The military's training is designed prevent questioning orders on the battlefield, but the vice chairman of the Joint Chiefs said Thursday that'll have to change if the Pentagon is to innovate and become more efficient.
Gen. Paul Selva said the military was working at encouraging people to question why things are done the way they are or why something is a best practice while still fostering the discipline required to follow orders from superiors in combat.
"That's not something we build into our fielded force because what we do on the battlefield is about the discipline that we need to bring violence to the enemy," Selva said at the Center for Strategic and International Studies. "We need to build back in, and continue to build into that process, this idea that the actual activity of military operations must be disciplined, but that doesn't mean we don't go back and look at and ask questions of how we do it better."

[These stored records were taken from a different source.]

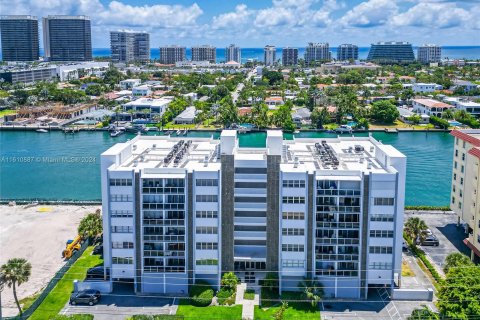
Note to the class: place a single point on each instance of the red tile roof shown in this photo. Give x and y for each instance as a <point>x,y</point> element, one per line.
<point>430,103</point>
<point>466,137</point>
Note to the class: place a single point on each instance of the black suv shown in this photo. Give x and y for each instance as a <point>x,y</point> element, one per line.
<point>97,273</point>
<point>89,297</point>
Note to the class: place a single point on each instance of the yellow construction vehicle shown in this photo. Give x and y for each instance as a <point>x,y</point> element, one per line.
<point>72,246</point>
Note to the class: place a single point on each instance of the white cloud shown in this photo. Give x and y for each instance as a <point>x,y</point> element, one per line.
<point>234,19</point>
<point>370,13</point>
<point>115,13</point>
<point>431,15</point>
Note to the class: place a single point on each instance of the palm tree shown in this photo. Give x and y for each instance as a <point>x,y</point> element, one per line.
<point>414,228</point>
<point>15,272</point>
<point>312,290</point>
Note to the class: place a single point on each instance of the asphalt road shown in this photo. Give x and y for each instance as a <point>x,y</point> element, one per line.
<point>444,226</point>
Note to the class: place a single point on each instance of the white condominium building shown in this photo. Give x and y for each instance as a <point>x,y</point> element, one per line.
<point>269,55</point>
<point>465,185</point>
<point>181,209</point>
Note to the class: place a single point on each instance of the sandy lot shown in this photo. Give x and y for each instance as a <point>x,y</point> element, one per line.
<point>38,234</point>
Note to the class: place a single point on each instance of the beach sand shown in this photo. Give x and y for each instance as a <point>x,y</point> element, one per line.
<point>38,234</point>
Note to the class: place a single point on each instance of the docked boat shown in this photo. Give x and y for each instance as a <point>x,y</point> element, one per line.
<point>116,133</point>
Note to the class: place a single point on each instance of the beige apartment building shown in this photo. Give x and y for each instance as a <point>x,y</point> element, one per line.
<point>465,200</point>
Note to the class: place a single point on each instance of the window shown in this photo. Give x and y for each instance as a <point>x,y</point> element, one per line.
<point>207,198</point>
<point>122,245</point>
<point>121,214</point>
<point>289,263</point>
<point>207,214</point>
<point>294,200</point>
<point>122,260</point>
<point>207,262</point>
<point>380,250</point>
<point>381,233</point>
<point>206,230</point>
<point>206,182</point>
<point>207,245</point>
<point>383,201</point>
<point>380,265</point>
<point>293,215</point>
<point>381,217</point>
<point>293,232</point>
<point>121,197</point>
<point>294,183</point>
<point>122,229</point>
<point>120,182</point>
<point>293,247</point>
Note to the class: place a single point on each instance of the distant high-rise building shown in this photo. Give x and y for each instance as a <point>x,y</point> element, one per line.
<point>289,56</point>
<point>269,55</point>
<point>204,53</point>
<point>317,52</point>
<point>232,53</point>
<point>347,52</point>
<point>429,53</point>
<point>172,54</point>
<point>128,46</point>
<point>391,52</point>
<point>67,38</point>
<point>19,38</point>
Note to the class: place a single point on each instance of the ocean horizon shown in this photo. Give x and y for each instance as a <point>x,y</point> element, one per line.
<point>451,52</point>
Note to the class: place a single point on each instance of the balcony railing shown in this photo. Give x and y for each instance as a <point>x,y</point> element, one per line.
<point>336,273</point>
<point>149,237</point>
<point>337,257</point>
<point>337,241</point>
<point>164,222</point>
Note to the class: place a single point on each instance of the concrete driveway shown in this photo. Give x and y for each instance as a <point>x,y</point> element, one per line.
<point>122,303</point>
<point>444,226</point>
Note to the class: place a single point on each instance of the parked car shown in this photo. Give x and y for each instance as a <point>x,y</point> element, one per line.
<point>89,297</point>
<point>97,273</point>
<point>98,249</point>
<point>430,241</point>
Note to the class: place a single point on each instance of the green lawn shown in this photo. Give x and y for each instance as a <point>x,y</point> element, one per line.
<point>295,310</point>
<point>59,296</point>
<point>212,312</point>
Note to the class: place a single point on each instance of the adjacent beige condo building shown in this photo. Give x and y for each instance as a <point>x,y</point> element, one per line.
<point>465,201</point>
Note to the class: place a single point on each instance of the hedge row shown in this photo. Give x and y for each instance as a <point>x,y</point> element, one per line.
<point>201,293</point>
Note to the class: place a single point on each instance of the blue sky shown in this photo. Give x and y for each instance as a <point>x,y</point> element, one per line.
<point>254,23</point>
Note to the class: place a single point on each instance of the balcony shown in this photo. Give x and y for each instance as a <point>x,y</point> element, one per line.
<point>337,257</point>
<point>164,222</point>
<point>337,241</point>
<point>175,238</point>
<point>163,190</point>
<point>336,273</point>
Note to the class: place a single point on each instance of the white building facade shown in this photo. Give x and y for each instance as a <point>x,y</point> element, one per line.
<point>179,210</point>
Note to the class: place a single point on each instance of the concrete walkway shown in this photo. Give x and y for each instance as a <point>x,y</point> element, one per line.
<point>248,305</point>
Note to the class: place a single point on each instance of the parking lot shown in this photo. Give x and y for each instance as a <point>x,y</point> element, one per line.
<point>444,227</point>
<point>122,303</point>
<point>377,306</point>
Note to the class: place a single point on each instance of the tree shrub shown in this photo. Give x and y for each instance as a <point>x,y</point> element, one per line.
<point>201,293</point>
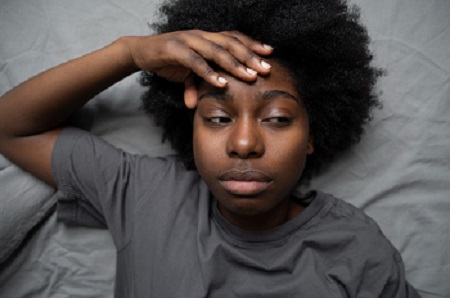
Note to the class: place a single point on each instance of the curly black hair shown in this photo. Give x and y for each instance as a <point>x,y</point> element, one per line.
<point>320,42</point>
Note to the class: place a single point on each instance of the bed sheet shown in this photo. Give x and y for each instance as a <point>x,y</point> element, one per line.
<point>399,174</point>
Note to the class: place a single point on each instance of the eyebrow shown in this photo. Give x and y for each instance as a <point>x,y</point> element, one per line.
<point>265,96</point>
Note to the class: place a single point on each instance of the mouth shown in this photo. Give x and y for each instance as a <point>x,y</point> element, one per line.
<point>244,183</point>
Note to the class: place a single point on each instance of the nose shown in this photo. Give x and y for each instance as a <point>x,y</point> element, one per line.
<point>245,140</point>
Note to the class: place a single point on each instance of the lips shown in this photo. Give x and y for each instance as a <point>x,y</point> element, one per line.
<point>244,182</point>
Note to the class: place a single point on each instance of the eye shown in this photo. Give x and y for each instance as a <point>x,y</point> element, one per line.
<point>278,121</point>
<point>218,121</point>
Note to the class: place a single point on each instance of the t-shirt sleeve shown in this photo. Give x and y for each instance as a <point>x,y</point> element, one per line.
<point>97,182</point>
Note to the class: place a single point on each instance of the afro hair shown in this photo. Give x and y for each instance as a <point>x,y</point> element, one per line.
<point>321,43</point>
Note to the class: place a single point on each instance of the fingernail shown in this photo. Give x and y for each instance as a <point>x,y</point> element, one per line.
<point>251,71</point>
<point>222,80</point>
<point>265,64</point>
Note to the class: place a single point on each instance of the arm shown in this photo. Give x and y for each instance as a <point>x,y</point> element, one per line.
<point>32,113</point>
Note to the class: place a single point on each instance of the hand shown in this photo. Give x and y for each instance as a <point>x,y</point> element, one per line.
<point>176,56</point>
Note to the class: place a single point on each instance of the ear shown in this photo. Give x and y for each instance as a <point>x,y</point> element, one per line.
<point>310,148</point>
<point>190,93</point>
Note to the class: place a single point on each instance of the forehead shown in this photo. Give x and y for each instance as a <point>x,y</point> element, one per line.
<point>278,79</point>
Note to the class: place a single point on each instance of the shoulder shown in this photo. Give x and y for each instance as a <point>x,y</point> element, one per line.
<point>349,227</point>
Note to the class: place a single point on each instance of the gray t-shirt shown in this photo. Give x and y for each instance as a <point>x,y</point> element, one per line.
<point>173,242</point>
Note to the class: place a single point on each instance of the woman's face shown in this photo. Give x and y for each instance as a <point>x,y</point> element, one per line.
<point>250,145</point>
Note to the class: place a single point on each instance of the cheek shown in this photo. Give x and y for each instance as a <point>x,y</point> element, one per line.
<point>206,147</point>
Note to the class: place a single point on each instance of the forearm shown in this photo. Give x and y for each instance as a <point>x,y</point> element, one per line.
<point>47,100</point>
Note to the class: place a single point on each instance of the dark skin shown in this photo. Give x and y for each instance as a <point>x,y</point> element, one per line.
<point>30,121</point>
<point>250,146</point>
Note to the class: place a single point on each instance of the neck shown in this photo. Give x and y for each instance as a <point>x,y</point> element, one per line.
<point>284,212</point>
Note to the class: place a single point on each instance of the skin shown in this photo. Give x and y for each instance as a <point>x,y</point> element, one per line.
<point>32,114</point>
<point>258,132</point>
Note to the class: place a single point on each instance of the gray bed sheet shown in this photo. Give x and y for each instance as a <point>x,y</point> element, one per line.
<point>399,174</point>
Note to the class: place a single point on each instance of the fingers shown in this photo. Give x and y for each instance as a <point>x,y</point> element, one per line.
<point>190,93</point>
<point>232,51</point>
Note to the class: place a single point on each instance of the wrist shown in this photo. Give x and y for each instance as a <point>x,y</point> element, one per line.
<point>125,45</point>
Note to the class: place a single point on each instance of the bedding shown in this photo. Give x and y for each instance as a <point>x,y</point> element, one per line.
<point>399,174</point>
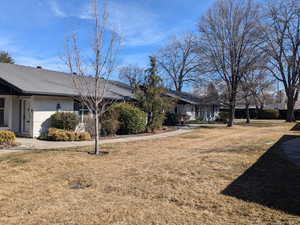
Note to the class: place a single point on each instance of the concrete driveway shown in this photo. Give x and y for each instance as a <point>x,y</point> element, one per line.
<point>35,144</point>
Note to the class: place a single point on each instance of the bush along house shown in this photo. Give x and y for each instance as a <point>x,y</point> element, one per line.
<point>29,96</point>
<point>192,107</point>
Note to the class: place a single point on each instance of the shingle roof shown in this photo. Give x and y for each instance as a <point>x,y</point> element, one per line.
<point>30,80</point>
<point>193,99</point>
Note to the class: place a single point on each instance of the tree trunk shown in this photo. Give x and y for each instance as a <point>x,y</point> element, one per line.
<point>247,113</point>
<point>232,109</point>
<point>97,147</point>
<point>290,110</point>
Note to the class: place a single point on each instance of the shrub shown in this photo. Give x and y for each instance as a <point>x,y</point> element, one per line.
<point>268,114</point>
<point>7,137</point>
<point>132,119</point>
<point>84,136</point>
<point>110,123</point>
<point>55,134</point>
<point>172,119</point>
<point>64,120</point>
<point>223,116</point>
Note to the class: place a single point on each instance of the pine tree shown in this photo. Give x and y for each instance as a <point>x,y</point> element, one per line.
<point>151,97</point>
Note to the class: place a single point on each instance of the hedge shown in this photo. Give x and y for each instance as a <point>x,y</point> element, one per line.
<point>131,119</point>
<point>172,119</point>
<point>7,137</point>
<point>55,134</point>
<point>268,114</point>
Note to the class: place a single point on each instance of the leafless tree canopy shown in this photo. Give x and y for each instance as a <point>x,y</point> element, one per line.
<point>132,75</point>
<point>282,34</point>
<point>91,73</point>
<point>178,61</point>
<point>230,41</point>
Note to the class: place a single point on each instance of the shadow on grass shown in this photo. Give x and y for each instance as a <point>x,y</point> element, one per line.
<point>296,127</point>
<point>257,123</point>
<point>271,181</point>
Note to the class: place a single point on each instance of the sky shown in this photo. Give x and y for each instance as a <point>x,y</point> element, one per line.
<point>33,32</point>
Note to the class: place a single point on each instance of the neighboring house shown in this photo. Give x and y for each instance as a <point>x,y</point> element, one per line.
<point>29,96</point>
<point>194,106</point>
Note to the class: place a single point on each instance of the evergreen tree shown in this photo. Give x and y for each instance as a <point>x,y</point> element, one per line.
<point>6,58</point>
<point>151,97</point>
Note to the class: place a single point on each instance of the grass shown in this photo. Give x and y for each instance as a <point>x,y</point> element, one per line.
<point>209,176</point>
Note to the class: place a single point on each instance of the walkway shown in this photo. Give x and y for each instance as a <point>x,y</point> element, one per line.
<point>291,149</point>
<point>35,144</point>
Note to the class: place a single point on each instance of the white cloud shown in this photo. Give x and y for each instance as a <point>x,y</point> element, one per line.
<point>52,63</point>
<point>136,24</point>
<point>7,44</point>
<point>54,6</point>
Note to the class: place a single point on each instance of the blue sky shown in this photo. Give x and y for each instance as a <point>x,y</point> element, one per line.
<point>33,31</point>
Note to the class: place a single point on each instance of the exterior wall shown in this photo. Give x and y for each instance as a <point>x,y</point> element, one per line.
<point>187,109</point>
<point>16,120</point>
<point>10,112</point>
<point>207,112</point>
<point>43,107</point>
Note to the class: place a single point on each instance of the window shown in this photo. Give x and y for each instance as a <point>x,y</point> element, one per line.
<point>2,106</point>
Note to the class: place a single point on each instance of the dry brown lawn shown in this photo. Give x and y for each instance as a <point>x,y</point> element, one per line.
<point>212,175</point>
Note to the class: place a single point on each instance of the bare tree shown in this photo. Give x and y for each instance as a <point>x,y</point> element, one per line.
<point>230,40</point>
<point>178,61</point>
<point>91,73</point>
<point>255,88</point>
<point>283,46</point>
<point>132,75</point>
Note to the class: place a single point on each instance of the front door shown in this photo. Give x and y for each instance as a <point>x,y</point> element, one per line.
<point>26,117</point>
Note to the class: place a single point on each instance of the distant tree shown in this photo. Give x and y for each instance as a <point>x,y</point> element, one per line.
<point>178,61</point>
<point>212,91</point>
<point>90,77</point>
<point>132,75</point>
<point>6,58</point>
<point>256,88</point>
<point>282,33</point>
<point>230,44</point>
<point>151,97</point>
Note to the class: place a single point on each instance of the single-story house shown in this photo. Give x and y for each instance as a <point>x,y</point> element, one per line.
<point>194,107</point>
<point>29,96</point>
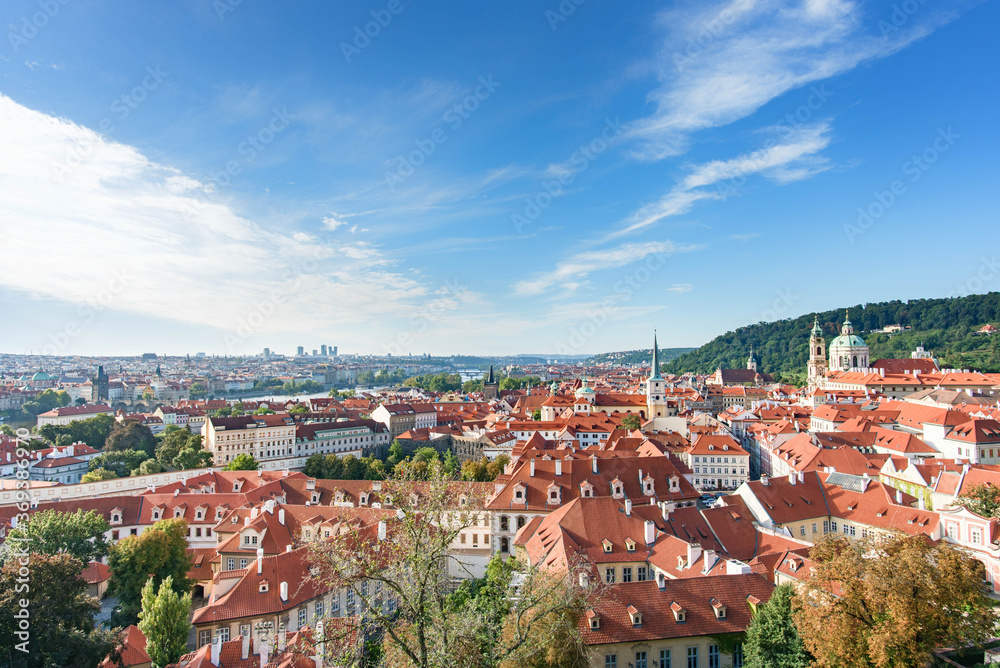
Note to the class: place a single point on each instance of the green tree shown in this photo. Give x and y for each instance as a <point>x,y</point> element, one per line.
<point>164,621</point>
<point>242,462</point>
<point>97,475</point>
<point>130,435</point>
<point>157,553</point>
<point>79,534</point>
<point>120,462</point>
<point>888,601</point>
<point>631,422</point>
<point>983,500</point>
<point>149,467</point>
<point>772,641</point>
<point>62,631</point>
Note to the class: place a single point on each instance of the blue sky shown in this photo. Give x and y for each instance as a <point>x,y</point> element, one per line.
<point>481,177</point>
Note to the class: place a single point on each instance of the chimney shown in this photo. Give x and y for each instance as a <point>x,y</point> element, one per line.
<point>265,652</point>
<point>320,644</point>
<point>216,649</point>
<point>694,551</point>
<point>709,561</point>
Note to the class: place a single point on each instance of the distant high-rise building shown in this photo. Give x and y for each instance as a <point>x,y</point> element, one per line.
<point>99,388</point>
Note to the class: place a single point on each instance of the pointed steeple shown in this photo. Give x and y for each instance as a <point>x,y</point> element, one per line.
<point>654,372</point>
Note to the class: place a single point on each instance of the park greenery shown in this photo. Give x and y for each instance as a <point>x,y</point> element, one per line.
<point>946,327</point>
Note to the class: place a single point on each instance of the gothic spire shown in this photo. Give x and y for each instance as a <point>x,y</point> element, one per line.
<point>654,372</point>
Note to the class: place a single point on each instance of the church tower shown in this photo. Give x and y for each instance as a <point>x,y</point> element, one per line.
<point>848,351</point>
<point>491,387</point>
<point>656,400</point>
<point>817,366</point>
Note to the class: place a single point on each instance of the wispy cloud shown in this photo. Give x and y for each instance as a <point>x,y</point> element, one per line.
<point>184,255</point>
<point>791,160</point>
<point>721,62</point>
<point>570,273</point>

Selva also pushed back against the notion that innovating is not in the DNA of the military. Instead, he said service members are all taught to assess risk, so they must be convinced that an idea has a high chance of success before buying in.
"Are we a little careful? You bet. Does it keep us from changing the way we do business? Not even," he said.
Innovation has been a key priority in the Pentagon under Defense Secretary Ash Carter, who has pushed the Defense Department to build relationships with nontraditional partners and look for ways to work better with commercial companies. One of his key initiatives has been setting up innovation hubs in Silicon Valley and Boston to start conversations with innovators there.
Without speaking specifically about Carter's hub model, Selva stressed the need to work with the commercial sector, since most innovation is coming from there, unlike in the past where most of the research and development of new technologies began in government. He said many nontraditional partners would raise issues if asked to do business with the Pentagon, like being unable to accept a huge contract or just a lack of interest in being associated with the military. Selva said it's the Pentagon's job to "educate people" to overcome those barriers.
The Air Force general, who took over as vice chairman of the Joint Chiefs in July 2015, listed at his confirmation hearing the top five threats facing the country as Russia, China, Iran, North Korea and violent extremism. But since his appearance before the Senate, Selva said his view of these has "matured."
"They're not threats, they're challenges that we have to face not just today but over the course of the next several decades," he said.